El enorme valor que tiene la misión de la Policía Nacional queda en entredicho a causa de exageraciones como la del viernes 5 de febrero, cuando la fuerza pública intentó frenar el juego de los carnavaleros en la lagunilla de La Alameda, en Quito.
Parecía que los policías afrontaban una insubordinación de grandes proporciones, una intensa revuelta carcelaria, una crisis masiva se seguridad; pero solo se trataba de guambras que querían bañarse y jugar carnaval, algo que ocurre desde siempre. ¿Era necesario enviar caballos, como si se tratara de un megaconcierto? ¿Era imprescindible que la unidad antidisturbios actuara? ¿Cuál era el disturbio?
El desconcierto aumenta porque, al final, los alumnos lograron tomar la lagunilla y jugar carnaval. Terminaron estilando, tal como pasa cada año.
Se dirá que el objetivo del operativo fue evitar que los alumnos causen daños en el espacio público, pero eso no justifica el despliegue de fuerza, además de que el enfrentamiento causó más destrozos.
Es verdad que al día siguiente los empleados municipales tuvieron que corregir los estropicios que los estudiantes generaron. La basura (cubetas de huevo, fundas de harina y anilina, envases de espuma de carnaval, jirones de uniformes), los peces muertos, un bote hundido y algunos daños materiales no se pueden ocultar; pero eso no se corrige con represión ni prohibición, sino con educación.
Por ejemplo, los mismos alumnos, plenamente identificados, deberían ser citados para la limpieza, para así evitar una mala calificación en sus libretas.
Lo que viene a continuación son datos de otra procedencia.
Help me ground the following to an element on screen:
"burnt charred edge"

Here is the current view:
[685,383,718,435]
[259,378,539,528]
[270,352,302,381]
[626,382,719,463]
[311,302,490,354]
Luego, es evidente que los jóvenes necesitan espacios de desfogue y ese viernes se juntaron varias cosas: fin de exámenes, culminación del período quinquemestral, inicio del Carnaval, un intenso sol. Si la idea es desterrar el juego de carnaval en su faceta agresiva y machista, pues habría que ser menos represivos y más propositivos para que ese destierro sea natural.